PS.: for the jacobian-vector product, the way to do it is shown in a paper called “Fast Exact Multiplication by the Hessian”, showing that jacobian(f)(x)v = d/dr f(x+rv)|r=0. Below my simple implementation of it, but as mentionned I need the other way around v^T * jacobian(f)(x).
using ForwardDiff
# Compute jacobian(f)(x)*v without building a jacobian
function jvp(f::Function, x::AbstractVector, v::AbstractVector)
g = r->f(x+r*v)
return ForwardDiff.derivative(g, 0.0)
end
# I actually want v'*jacobian(f)(x)
vjp(f::Function, x::AbstractVector, v::AbstractVector) = ??

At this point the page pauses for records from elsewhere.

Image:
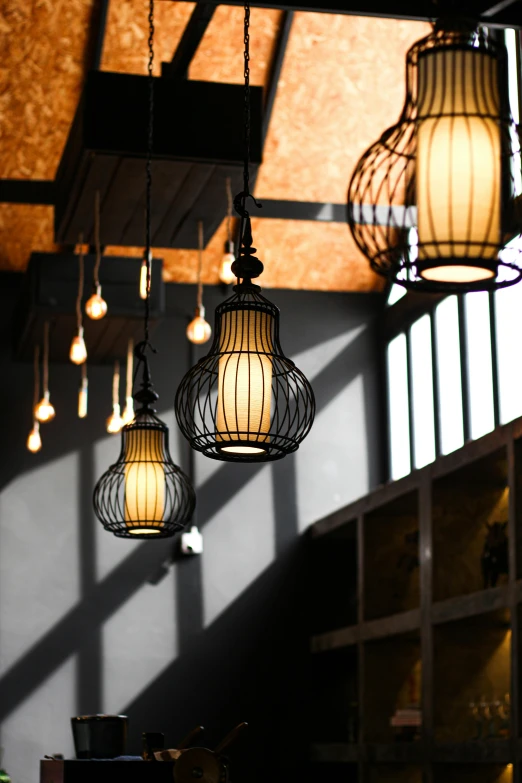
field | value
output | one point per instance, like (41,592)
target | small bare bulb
(44,411)
(143,280)
(114,422)
(199,330)
(96,306)
(34,441)
(82,400)
(128,411)
(226,274)
(78,352)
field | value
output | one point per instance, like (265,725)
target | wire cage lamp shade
(144,494)
(245,401)
(435,203)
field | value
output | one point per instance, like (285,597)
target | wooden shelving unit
(400,616)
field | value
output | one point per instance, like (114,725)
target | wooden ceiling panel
(43,51)
(125,45)
(342,84)
(220,54)
(296,254)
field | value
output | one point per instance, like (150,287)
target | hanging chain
(97,238)
(80,283)
(36,393)
(150,138)
(200,263)
(246,41)
(46,358)
(230,205)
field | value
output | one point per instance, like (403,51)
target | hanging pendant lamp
(433,203)
(199,330)
(245,401)
(96,306)
(144,494)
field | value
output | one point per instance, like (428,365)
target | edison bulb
(226,274)
(199,330)
(114,422)
(128,411)
(34,441)
(143,280)
(78,352)
(96,306)
(44,411)
(82,401)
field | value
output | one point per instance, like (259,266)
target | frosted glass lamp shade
(434,203)
(144,494)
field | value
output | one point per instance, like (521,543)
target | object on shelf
(495,555)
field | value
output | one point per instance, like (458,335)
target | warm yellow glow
(226,274)
(244,381)
(144,481)
(199,330)
(128,411)
(44,411)
(96,306)
(143,280)
(34,441)
(114,422)
(78,352)
(458,165)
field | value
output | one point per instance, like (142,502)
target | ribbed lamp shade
(245,401)
(144,494)
(433,203)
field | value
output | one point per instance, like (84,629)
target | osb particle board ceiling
(341,84)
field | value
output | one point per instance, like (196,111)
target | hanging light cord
(80,283)
(36,375)
(97,239)
(148,194)
(200,263)
(46,358)
(229,209)
(116,384)
(130,358)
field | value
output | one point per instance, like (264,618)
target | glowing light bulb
(78,352)
(34,441)
(143,280)
(44,411)
(128,411)
(226,274)
(199,330)
(114,422)
(82,400)
(96,306)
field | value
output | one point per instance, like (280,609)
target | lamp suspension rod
(148,192)
(36,377)
(46,358)
(80,283)
(200,263)
(97,239)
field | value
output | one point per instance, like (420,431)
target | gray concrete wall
(90,623)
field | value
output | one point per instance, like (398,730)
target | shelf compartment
(391,558)
(333,707)
(392,681)
(464,503)
(333,581)
(471,665)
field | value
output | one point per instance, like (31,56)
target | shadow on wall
(246,664)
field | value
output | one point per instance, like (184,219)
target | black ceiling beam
(190,40)
(276,67)
(27,191)
(418,10)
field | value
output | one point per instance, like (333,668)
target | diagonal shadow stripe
(75,629)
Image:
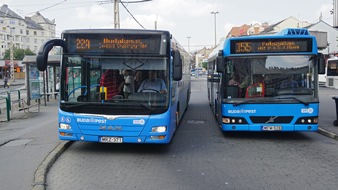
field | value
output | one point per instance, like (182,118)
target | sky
(190,21)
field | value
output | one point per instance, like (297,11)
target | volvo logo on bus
(110,128)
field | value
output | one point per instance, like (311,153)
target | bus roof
(115,31)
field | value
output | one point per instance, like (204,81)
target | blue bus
(266,82)
(95,109)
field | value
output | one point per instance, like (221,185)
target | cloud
(147,21)
(179,8)
(95,14)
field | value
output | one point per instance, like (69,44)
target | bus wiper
(78,104)
(299,100)
(244,102)
(143,105)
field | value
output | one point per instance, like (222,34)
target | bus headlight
(65,126)
(159,129)
(307,120)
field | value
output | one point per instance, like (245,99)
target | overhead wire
(132,15)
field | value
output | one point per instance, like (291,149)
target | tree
(18,54)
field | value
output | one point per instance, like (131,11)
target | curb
(39,182)
(327,133)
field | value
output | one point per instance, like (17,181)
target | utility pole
(11,54)
(214,13)
(188,43)
(116,14)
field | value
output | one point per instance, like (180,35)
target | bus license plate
(111,139)
(272,128)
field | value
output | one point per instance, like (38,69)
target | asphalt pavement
(21,140)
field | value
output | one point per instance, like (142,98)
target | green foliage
(18,54)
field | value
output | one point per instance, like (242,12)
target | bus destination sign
(271,45)
(114,43)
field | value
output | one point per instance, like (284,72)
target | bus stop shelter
(41,84)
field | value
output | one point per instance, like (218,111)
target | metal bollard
(335,122)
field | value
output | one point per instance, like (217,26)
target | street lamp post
(188,43)
(214,13)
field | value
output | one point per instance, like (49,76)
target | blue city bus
(86,113)
(266,82)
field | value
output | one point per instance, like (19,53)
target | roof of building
(6,12)
(32,24)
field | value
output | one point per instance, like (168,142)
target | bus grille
(271,119)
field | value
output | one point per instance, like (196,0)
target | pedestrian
(6,82)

This is exactly what reverse-mode automatic differentiation is (e.g. if f is R^n to R you’re asking for a O(1) gradient). There are a few packages doing it, but it’s more tricky than forward diff.
function vjp(f::Function, x::AbstractVector, v::AbstractVector)
g(y) = dot(v, f(y))
ForwardDiff.gradient(g, x)
end
Though reverse mode autodiff would be much more efficient unless your vector x is short.
[Edit: Although it looks nice, I think this formulation amounts to computing the full Jacobian internally (possibly in batches when x is long… but nevertheless).]
Hello, thanks for the tips! So as you posted the trick to use is that jacobian(f, x)*v = d/dx (f(x)'*v) .The ForwardDiff approach already gives a speedup for large vectors for some reason, and using AutoGrad for backward diff, the real speedup comes into play. So if someone else needs this:
using AutoGrad
# Compute jacobian(f, x)*v
function vjp(f::Function, x::AbstractVector, v::AbstractVector)
x = Param(x)
temp = @diff dot(v, f(x))
return grad(temp, x)
end
I also benchmarked the functions agains the “create full jacobian and multiply” version for vectors of length 10000. and the vjp and jvp functions above.
I think it might just be that the jacobian doesn’t need to be stored all at once because the columns are computed in batches with ForwardDiff and each column can be reduced with v as it’s generated. So improved cache efficiency, etc.
Thanks for your answer, but in general it’s best not to ressuscitate threads from 6 years ago, because everyone gets pinged in the process. If you have specific questions you can create a new topic for that
Also do check out DifferentiationInterface.jl with its pullback function. Nowadays that’s probably the most generic solution.